Me dijo que le hablara, sobre todo, de septiembre. Lamentaba saber muy poco de México: que era el mes patrio y también el de los temblores. Escribía el texto y trataba de explicarle que hacía cinco años, al filo del medio día, yo escribía la palabra “irreverente”, refiriéndome a la muerte de mi amigo el polémico, ese que siempre brilló por ser políticamente incorrecto. Le dije que apenas terminé de escribirla —la palabra— y justo sonó la alerta sísmica. Salí a tropezones del edificio con media chancla al pie y el sostén desabrochado colgando en la cintura. Le decía que en la calle varios andaban a medio vestir y que mi vecina, la más recatada de todas, había salido enjabonada y envuelta en una bata de baño. Que, aunque practico la meditación y conozco el principio budista de la impermanencia, no hay poder místico ni humano que me aquiete cuando escucho el aviso de la alerta sísmica. Todos, desde 1985, lo que sucede justo el día 19.
Seguía con mi relato. Olvidé contarle lo patrióticos que solemos ser, sobre todo en la demostración culinaria y en el atuendo tricolor. Me ganó el sentimentalismo y me centré en decirle que septiembre es un mes muy simbólico: bello, pero contrastante y cruel. Que la semana pasada acababa de participar en un homenaje por los 80 años de vida gloriosa y prolífica de mi querido maestro y que ese mismo día en la tarde asistí a una misa de difuntos; una amiga acababa de morir. También desde que empezaba a correr el primer día me ensimismaba por la nada; a mediados cumple años mi madre y un treinta fue la última exhalación de mi padre; apenas un día antes él había apretado fuerte mi mano sin saber que sería el mayor gesto que me dejaría.
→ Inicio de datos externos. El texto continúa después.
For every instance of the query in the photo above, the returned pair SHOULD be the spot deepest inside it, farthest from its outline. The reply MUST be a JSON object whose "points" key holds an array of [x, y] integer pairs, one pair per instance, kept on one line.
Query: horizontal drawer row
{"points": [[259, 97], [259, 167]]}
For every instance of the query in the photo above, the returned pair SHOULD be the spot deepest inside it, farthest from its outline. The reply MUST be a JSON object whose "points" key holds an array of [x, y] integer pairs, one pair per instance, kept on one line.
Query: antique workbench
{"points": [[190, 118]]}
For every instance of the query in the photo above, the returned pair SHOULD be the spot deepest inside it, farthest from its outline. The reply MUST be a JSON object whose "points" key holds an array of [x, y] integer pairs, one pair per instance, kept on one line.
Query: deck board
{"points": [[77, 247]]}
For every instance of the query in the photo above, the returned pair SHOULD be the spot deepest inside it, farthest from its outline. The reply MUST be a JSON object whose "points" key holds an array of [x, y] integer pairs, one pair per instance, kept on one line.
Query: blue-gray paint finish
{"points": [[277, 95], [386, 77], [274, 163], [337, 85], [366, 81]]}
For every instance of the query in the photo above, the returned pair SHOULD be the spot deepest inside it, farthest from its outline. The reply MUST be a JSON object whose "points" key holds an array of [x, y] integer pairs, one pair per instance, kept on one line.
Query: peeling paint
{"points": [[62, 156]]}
Remembraba que ese mes partió Amy Winehouse, un ángel de fuego que quiso cantarle al mundo y embellecerlo apenas un poco. Me enteraba de la muerte de Javier Marías y con ello perdía la ilusión de encontrármelo algún día de mi vida caminando por las calles del centro de Madrid para preguntarle cómo podía escribir tan bellamente los desfiguros en que solemos caer los humanos y denunciar sin falsas cortesías la mojigatería disfrazada de decencia. Escribir y publicar, que te compren un libro y que te lean es algo que pocos logran, así que, ésta que escribe recuerda cada septiembre que esa oportunidad la vio en el periódico Noroeste, hacía ya 15 años, en el mismo aniversario de fundación de Culiacán.
Apenas memoraba lo anterior, le contaba a detalle los motivos de celebración y de alegría personal, así como la orfandad y el desasosiego que me provoca el mes de septiembre, cuando me paro para atender, sin demora, el simulacro de sismo; justo a las 12:19 del medio día. Salí, intercambié impresiones con los vecinos en la calle, celebré que también salieran los niños y que civilizadamente, luego de unos minutos, regresáramos a los respectivos interiores. Retomé la escritura, le hinqué el diente a un bocado de aguacate y tomé unos sorbitos de café. Pasados los minutos, escucho de nuevo: “aleta sísmica, alerta sísmica”. ¿La alerta? , ¿otro simulacro? Dudo en salir y en eso escucho un portazo del departamento vecino. Abandoné la molicie, echo una ojeada al departamento (no sé por qué), tomo mi mochila y bajo corriendo. En la escalera pregunto ¿es real?, sí, responde mi vecina. De nuevo en la calle sobre un suelo movedizo: septiembre 19, 2022, 01:05 pm; septiembre 19, 2017, 01:14 pm.
De nuevo el silencio. Ya no subí al departamento. Intenté llamar por teléfono; cero señal. Caminé con mi mochila al hombro. El día está nublado. Septiembre continúa, apenas 19 y vienen los 43. Ya no supe qué escribir. Me detengo en un café. Empieza a llover.